My thinking here is that the scaffolded LLM is a computer which operates directly in the natural language semantic space so it makes more sense to define the units of its context in terms of its fundamental units such as tokens. Of course each token has a lot more information-theoretic content than a single bit -- but this is why a single NLOP is much more powerful than a single FLOP. I agree that tokens directly are probably not the correct measure since they are too object level and there is likely some kind of 'semantic bit' idealisation which needs to be worked out.
Processor register as a better analog for the context window
One caveat I'd like to discuss: in the post, you describe the context window of NLPU as the analog for the RAM of computers. I think a more accurate analog could be processor registers.Similarly to the context window, they are the memory bits directly connected to the computing unit. Whereas, it takes an instruction to load information from RAM before it can be used by the CPU. The RAM sits in the middle of the memory hierarchy, while registers are at its top.
I think I discuss this in the memory hierarchy section of the post. I agree that it is unclear what the best conceptualisation of the context window is. I agree it is not necessarily directly compatible with the RAM and may be more like processor registers. I think the main point is that currently scaffolded LLM systems have a 2 level memory hierarchy and computers have evolved a fairly complex and highly optimised multi-step system. It may be that we also eventually develop such a system or its equivalent for LLMs. I actually do not know how the memory hierarchy for the earliest computers worked -- did they already have a register -> RAM -> disk distinction?
I think this might be an additional factor -- on top of the increased power and reliability of LLM -- that made us wait for so long after GPT3 before beginning to design complicated chaining of LLM calls. A single LM can store enough data in its context window to do many useful tasks: as you describe, there are many NLPU primitives to discover and exploit. On the other hand, a CPU with no RAM is basically an over-engineered calculator. It becomes truly useful once embedded in a von-Neumann architecture.
This is an interesting hypothesis. My alternate hypothesis is essentially a combination of a.) reliability and instruction following with GPT3 was just too bad for this to work appreciably and we broke through some kind of barrier with GPT4 and secondly just that there actually was not that much time. GPT3 API only became widely useable in mid-2021 IIRC so that is about a year and a bit between that and ChatGPT release which is hardly any time to start iterating on this stuff.
Multimodal models
If the natural type signature of a CPU is bits -> bits, the natural type of the natural language processing unit (NLPU) is strings -> strings.With the rise of multimodal (image + text) models, NLPU could be required to deal with other data types than "string" like image embeddings, as images cannot be efficiently converted into natural text.

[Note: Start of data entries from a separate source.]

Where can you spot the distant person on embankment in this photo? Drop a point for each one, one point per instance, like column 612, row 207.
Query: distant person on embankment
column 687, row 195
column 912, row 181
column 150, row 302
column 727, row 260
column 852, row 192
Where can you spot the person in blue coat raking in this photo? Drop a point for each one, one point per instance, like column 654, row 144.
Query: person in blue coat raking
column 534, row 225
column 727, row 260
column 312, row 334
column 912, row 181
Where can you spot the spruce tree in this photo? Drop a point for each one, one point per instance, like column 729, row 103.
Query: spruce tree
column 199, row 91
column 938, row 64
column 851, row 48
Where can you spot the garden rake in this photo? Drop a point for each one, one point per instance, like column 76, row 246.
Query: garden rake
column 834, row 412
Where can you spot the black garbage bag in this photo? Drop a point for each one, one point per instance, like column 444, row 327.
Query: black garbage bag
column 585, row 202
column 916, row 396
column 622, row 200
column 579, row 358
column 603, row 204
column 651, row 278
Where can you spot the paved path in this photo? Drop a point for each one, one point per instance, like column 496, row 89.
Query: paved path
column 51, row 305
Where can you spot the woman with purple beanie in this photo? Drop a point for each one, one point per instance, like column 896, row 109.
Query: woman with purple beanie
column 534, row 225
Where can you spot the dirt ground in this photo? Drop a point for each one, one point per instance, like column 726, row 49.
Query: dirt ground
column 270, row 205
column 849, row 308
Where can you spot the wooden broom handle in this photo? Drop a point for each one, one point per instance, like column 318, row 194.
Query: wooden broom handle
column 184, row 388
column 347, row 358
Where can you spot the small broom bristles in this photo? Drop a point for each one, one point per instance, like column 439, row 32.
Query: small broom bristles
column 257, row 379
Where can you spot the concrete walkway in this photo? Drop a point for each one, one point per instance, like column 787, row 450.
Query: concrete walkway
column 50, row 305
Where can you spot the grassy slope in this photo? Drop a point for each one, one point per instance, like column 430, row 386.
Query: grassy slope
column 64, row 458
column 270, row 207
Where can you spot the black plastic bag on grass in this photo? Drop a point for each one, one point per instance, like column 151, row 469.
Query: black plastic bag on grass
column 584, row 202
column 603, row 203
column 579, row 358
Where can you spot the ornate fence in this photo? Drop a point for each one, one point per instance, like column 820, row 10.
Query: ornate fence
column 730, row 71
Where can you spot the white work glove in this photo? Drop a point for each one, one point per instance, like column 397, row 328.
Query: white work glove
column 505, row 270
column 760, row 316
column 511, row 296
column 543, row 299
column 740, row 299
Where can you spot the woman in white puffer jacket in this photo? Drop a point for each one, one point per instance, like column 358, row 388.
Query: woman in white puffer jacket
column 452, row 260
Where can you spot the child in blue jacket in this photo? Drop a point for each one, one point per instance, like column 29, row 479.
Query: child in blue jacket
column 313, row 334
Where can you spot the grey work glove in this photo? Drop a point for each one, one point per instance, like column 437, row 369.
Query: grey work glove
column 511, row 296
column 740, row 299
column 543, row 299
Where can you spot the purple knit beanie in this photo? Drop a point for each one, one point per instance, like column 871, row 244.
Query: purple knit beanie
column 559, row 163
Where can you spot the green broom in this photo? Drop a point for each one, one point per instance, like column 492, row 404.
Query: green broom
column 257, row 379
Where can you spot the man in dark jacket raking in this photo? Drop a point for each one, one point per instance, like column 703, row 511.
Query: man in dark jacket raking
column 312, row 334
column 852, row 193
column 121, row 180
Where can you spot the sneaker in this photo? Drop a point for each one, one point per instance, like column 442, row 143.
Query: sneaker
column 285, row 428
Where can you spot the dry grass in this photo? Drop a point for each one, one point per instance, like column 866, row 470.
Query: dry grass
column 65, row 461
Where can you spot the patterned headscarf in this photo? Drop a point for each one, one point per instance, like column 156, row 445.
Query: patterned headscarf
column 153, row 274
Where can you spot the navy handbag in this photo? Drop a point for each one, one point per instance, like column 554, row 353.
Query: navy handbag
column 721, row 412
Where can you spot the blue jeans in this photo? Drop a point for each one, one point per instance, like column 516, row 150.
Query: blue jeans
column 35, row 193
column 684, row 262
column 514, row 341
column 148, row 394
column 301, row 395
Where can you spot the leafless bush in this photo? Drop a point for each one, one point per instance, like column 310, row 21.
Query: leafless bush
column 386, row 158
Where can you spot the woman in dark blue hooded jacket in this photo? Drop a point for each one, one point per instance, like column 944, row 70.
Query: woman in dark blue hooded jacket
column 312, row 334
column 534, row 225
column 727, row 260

Indeed. Should be interesting to see if we converge to some canonical datatype or not. The reason strings are so nice is that they compose easily and are incredibly flexible. The alternative is having directly chained architectures which communicate in embeddings, which can then be arbitrarily multimodal. Whether this works or not depends on how 'internalised' the cognition of the system is. Current agentic LLM trend is to externalise which is, imho, good from an interpretability and steer ability perspective. It may reverse.

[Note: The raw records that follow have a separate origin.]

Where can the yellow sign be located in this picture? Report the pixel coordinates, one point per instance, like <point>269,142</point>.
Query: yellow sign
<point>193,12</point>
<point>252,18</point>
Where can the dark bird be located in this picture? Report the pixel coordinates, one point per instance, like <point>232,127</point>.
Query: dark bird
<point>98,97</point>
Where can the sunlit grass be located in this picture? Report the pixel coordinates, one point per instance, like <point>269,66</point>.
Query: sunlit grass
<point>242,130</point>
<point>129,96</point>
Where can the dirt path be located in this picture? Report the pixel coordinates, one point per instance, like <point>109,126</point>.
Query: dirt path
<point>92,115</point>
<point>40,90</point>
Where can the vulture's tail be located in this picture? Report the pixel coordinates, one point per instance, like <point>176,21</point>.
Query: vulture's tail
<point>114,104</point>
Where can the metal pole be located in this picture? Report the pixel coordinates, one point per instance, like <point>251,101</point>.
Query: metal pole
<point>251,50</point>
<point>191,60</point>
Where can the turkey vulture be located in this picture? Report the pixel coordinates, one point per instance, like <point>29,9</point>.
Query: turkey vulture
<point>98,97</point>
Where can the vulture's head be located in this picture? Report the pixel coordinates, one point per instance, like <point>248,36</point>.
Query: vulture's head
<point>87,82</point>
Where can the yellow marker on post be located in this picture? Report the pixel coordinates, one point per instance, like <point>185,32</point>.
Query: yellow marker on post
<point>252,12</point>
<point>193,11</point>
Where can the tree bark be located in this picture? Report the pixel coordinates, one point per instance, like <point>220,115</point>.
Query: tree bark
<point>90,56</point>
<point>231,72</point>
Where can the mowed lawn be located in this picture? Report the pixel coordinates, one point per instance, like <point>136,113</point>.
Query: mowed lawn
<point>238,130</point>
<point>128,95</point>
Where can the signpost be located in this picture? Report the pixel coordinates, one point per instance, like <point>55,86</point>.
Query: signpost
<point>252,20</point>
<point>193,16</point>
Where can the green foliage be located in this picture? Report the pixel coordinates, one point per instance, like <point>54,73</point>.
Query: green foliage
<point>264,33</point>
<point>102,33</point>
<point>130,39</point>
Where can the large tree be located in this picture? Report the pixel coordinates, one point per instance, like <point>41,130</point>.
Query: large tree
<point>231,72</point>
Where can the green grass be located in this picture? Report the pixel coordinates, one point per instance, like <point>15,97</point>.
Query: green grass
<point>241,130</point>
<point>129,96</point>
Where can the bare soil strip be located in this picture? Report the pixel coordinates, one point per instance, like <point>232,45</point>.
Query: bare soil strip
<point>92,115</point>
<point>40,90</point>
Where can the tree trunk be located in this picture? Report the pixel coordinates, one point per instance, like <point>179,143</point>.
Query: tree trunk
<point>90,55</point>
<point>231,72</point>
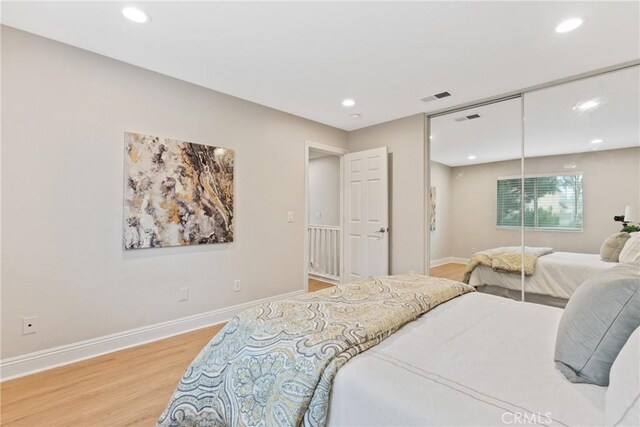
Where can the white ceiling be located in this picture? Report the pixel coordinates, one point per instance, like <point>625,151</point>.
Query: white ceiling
<point>552,125</point>
<point>305,57</point>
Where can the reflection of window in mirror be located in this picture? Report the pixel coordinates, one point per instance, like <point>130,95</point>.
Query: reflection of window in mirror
<point>543,196</point>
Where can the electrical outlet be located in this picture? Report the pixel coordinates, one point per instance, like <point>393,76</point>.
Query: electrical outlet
<point>184,294</point>
<point>29,325</point>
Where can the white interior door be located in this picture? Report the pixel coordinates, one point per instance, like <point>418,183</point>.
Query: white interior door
<point>367,214</point>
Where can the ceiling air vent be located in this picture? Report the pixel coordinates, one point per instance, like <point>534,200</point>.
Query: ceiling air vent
<point>436,96</point>
<point>442,95</point>
<point>465,118</point>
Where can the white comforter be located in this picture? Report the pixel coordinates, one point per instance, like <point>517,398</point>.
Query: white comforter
<point>558,274</point>
<point>478,360</point>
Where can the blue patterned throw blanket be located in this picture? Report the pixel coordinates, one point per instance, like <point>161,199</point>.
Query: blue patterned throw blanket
<point>273,365</point>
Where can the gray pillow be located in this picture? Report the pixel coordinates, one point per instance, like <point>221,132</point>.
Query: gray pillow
<point>612,246</point>
<point>597,321</point>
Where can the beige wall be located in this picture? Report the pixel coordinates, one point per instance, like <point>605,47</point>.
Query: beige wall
<point>64,113</point>
<point>611,181</point>
<point>405,141</point>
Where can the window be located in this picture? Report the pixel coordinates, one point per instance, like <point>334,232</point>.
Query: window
<point>552,202</point>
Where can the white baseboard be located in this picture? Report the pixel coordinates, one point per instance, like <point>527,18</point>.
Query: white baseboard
<point>323,279</point>
<point>448,260</point>
<point>43,360</point>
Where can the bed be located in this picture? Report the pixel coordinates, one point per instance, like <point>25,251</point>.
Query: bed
<point>557,276</point>
<point>477,360</point>
<point>474,360</point>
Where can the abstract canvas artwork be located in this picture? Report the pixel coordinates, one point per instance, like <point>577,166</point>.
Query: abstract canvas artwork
<point>432,209</point>
<point>176,193</point>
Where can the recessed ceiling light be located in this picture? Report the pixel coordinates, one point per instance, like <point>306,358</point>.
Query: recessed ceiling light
<point>587,105</point>
<point>134,14</point>
<point>348,102</point>
<point>568,25</point>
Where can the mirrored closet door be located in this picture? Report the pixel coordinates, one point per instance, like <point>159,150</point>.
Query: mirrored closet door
<point>582,168</point>
<point>528,195</point>
<point>474,190</point>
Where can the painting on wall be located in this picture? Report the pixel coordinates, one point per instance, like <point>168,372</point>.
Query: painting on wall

I've just taken a quick look. & have a quick and crude reaction.
Consider how natural language is learned. The infant & toddler is surrounded be people who speak. They begin to babble and eventually manage to babble in a way that intends meaning. So they've got a device for producing tokens as motor output that produces audio tokens that can intermingle with the audio input tokens being produced by others.
We're now dealing with two token streams. There's a large audio stream, with input from various sources. And the smaller motor stream, which is closely correlated with some of the tokens in the audio stream because it has 'produced' them.
You need to take a look at Lev Vygotsky's account of language learning as a process of internalizing the speech streams of others. Here's a quick intro. Also, think of language as an index over one's conceptual space. & one LLM can index the space of another.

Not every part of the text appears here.